When I think about machines that think, while I am interested in the details of their possibility, I am more interested in how we might respond to these machines. As a society, we can respond in many different ways. For example, if they fail to exhibit anything we might take for self-awareness or sentience, then they are certainly clever, but we are secure that humanity is at the top of its cognitive pedestal.
But what about when these thinking machines are as smart as us, or even far more intelligent? What if they are intelligent in ways that are completely foreign to our own patterns of thought? This is not so unlikely, as computers are already very good at things we are not: they have better short and long-term memories, they are faster at calculations, and they are not bound by the irrationalities that hamstring our minds. Extrapolate this out and we can see that thinking machines might be both incredibly smart and exceedingly alien.
So how shall we respond? One response is to mark these machines as monsters, unspeakable horrors that can examine the unknown in ways that we cannot. And I think many people might respond this way if and when we birth machines that think about the world in wildly foreign ways from our own.

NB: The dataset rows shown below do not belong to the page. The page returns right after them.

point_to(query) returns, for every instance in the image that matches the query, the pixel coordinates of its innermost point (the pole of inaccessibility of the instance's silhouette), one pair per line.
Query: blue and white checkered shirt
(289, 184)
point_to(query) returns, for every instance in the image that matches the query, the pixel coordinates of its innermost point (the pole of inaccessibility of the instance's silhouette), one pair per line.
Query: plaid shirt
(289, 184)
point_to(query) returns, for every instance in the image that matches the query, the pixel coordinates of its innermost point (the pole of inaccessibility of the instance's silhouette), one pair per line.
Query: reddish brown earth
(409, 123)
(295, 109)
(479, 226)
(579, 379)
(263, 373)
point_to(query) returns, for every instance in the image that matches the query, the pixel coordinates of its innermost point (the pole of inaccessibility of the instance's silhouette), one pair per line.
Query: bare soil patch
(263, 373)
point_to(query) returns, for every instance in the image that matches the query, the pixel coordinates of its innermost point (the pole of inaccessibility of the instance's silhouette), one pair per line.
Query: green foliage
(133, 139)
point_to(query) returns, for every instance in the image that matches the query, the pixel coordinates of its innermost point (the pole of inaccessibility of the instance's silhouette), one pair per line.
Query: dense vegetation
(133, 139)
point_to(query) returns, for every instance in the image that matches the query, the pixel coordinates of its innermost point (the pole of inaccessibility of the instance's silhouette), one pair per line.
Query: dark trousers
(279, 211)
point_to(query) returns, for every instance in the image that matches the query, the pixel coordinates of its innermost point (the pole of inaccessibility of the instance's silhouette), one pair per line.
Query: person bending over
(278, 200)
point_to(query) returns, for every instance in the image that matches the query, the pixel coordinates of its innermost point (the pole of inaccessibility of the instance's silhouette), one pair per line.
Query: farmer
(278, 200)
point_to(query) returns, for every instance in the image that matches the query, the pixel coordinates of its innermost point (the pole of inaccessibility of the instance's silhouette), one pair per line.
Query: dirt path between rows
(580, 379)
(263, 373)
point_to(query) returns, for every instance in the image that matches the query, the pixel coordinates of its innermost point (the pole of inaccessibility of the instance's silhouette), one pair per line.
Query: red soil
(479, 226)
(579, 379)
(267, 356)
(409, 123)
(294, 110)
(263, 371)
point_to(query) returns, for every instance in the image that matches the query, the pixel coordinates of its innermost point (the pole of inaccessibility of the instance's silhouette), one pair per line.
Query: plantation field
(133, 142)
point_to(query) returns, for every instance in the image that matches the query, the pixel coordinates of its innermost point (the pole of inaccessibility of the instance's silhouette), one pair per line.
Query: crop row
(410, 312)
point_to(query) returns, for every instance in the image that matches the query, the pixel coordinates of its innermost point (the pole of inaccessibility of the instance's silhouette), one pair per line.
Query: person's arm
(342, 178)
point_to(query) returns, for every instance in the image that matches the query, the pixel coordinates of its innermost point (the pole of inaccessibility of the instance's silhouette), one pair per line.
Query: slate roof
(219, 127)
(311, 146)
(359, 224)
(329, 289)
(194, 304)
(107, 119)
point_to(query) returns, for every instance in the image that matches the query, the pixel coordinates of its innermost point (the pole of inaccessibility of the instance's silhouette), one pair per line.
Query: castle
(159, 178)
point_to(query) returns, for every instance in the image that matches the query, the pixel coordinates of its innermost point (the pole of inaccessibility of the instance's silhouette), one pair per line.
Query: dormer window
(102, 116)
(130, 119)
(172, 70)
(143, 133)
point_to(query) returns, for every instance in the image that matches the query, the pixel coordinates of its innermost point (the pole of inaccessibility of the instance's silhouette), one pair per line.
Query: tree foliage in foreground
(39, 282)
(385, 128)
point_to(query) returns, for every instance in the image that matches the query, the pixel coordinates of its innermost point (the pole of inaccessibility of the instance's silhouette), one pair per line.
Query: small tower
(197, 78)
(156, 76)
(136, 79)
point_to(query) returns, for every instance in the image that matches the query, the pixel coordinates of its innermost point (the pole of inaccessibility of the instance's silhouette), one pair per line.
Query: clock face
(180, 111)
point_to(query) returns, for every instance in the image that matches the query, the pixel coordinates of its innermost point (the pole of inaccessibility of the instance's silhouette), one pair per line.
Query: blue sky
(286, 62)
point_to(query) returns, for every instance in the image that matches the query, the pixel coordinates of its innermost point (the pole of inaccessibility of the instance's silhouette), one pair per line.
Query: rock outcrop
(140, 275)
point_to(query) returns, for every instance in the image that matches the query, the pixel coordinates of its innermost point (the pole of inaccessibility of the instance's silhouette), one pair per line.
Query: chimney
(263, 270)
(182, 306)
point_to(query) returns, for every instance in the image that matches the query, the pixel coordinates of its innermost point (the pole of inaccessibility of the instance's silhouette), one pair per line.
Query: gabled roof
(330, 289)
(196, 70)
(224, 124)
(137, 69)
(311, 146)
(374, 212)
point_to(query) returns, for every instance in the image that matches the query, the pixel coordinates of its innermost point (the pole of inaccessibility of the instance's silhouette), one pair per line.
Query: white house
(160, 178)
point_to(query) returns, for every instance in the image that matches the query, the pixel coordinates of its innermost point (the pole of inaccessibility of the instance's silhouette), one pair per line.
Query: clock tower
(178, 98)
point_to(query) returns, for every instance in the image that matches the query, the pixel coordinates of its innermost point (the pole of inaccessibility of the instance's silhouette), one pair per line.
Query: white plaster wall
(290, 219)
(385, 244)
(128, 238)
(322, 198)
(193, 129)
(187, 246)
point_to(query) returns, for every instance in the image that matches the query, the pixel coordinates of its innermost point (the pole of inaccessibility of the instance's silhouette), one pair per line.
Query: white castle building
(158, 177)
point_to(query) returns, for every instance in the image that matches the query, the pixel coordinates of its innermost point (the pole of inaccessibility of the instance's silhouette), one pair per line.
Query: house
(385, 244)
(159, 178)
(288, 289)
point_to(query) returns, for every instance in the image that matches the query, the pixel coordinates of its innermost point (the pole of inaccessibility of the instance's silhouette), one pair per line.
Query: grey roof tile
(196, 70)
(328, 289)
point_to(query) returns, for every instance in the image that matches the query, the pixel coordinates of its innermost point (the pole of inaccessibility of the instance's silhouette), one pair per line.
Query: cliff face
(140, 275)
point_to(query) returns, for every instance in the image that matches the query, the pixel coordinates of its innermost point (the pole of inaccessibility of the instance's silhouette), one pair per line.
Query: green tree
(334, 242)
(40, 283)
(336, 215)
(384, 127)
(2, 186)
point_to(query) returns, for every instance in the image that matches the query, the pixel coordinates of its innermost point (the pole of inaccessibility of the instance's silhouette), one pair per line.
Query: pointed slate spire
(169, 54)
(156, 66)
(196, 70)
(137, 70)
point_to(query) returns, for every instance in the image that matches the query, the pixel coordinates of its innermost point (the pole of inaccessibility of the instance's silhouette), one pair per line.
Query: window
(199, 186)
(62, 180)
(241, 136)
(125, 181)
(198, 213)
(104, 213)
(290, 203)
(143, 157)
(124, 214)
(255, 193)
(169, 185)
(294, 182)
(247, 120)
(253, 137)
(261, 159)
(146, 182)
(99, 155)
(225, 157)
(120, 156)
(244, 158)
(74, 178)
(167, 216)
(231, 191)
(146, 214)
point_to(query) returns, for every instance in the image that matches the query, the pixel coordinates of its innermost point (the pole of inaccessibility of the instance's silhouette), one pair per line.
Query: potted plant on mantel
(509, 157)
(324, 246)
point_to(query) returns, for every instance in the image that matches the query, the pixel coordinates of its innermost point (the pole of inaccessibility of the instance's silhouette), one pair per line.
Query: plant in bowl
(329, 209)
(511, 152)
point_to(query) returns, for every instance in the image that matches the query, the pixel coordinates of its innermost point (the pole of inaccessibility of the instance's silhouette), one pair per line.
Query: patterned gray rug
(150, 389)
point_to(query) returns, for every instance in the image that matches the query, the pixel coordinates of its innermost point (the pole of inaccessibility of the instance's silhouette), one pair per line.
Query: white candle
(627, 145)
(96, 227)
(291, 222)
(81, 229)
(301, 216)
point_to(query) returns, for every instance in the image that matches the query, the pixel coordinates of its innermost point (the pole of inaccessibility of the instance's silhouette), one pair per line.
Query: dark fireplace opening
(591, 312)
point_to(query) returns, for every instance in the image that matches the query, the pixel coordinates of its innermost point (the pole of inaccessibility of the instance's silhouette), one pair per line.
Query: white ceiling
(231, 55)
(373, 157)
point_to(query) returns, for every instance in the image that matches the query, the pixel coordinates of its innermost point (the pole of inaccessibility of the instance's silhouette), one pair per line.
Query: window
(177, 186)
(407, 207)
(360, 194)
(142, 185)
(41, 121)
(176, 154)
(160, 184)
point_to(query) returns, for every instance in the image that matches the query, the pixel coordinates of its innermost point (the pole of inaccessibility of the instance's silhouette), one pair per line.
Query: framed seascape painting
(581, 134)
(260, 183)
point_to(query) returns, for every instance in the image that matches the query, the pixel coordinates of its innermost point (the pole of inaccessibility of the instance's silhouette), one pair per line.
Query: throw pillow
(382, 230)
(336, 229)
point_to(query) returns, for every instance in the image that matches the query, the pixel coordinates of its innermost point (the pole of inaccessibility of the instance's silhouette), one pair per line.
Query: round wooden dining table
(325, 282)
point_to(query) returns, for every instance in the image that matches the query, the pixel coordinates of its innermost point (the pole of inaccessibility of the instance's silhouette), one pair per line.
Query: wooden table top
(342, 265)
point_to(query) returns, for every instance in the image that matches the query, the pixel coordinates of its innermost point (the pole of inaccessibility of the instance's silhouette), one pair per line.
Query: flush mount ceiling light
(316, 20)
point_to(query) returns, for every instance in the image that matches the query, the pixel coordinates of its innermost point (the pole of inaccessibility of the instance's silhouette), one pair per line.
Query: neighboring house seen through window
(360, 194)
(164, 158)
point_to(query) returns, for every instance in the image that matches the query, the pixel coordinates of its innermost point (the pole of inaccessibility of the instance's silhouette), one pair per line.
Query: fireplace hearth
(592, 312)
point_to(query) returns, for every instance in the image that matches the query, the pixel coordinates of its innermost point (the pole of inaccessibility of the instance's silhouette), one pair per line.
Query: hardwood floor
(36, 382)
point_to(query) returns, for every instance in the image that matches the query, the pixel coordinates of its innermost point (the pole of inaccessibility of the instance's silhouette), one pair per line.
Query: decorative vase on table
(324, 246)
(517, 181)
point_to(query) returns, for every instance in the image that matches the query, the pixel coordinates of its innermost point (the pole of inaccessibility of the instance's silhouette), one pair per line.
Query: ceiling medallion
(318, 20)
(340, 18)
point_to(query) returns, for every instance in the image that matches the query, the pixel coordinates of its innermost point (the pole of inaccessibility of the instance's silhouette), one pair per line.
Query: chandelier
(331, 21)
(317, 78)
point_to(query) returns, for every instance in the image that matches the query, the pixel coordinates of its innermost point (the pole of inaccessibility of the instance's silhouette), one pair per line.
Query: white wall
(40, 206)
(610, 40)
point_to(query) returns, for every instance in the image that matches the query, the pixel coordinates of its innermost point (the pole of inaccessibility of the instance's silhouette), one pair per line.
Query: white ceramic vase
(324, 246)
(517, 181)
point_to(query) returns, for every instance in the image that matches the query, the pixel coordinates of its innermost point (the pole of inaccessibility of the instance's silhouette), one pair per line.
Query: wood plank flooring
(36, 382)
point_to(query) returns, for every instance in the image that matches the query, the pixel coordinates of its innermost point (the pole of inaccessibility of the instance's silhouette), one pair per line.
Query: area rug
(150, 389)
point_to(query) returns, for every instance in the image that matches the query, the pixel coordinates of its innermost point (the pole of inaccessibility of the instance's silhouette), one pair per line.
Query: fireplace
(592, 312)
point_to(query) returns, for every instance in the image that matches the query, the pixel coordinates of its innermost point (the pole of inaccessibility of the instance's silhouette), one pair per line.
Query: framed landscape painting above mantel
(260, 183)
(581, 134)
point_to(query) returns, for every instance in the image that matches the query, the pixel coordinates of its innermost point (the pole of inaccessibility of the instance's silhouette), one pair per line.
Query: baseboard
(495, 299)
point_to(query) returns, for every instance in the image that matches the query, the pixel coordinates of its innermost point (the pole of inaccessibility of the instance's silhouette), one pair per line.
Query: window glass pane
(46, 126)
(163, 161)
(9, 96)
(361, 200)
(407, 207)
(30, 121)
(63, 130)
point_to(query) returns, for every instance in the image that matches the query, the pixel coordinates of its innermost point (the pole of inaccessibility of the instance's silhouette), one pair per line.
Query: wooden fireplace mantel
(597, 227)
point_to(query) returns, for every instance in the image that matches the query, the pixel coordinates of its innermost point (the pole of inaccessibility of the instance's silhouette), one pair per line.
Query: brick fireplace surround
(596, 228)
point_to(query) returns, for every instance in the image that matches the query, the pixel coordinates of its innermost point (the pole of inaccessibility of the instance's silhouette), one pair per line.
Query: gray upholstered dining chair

But it needn't be so. I prefer a more optimistic response, that of naches. Naches is a Yiddish term that means joy and pride, and it's often used in the context of vicarious pride, taken from others' accomplishments. You have naches, or as is said in Yiddish, you shep naches, when your children graduate college or get married, or any other instance of vicarious pride. These aren't your own accomplishments, but you can still have a great deal of pride and joy in them.
And the same thing is true with our machines. We might not understand their thoughts or discoveries or technological advances. But they are our machines and we can have naches from them.
So what does this naches mean for technology? Well, at the most basic level, the creators of these machines can shep naches from the accomplishments of their technological offspring. For example, there are computer programs that are capable of generating sophisticated artworks or musical compositions. I imagine that the programmer of these pieces of software is proud of the resulting piece of art or music, even if he or she isn't able to generate these himself or herself.
But we can broaden this sense of naches still. Many of us support a sports team and take pride in its wins, even though we had nothing to do with them. Or we are excited when a citizen of our country takes the gold in the Olympics, or makes a new discovery and is awarded a prestigious prize. So too should it be with our thinking machines for all of humanity: we can root for what humans have created, even if it wasn't our own personal achievement and if we can't fully understand it. Many of us are currently grateful for technological advances, from the iPhone to the Internet, even if we don't fully know how they work. But they work in incredibly powerful and useful ways.
Furthermore, when our children do something surprising and amazing, something we can't really understand, we don't despair or worry; we are delighted and even grateful for their success. In fact, gratitude is a powerful response to how many of us deal with technology currently. We can't understand the machines we have completely but they work in incredibly powerful and useful ways.
We can respond similarly to our future technological creations, these thinking machines we might not fully understand. Rather than fear or worry, we should have naches from them.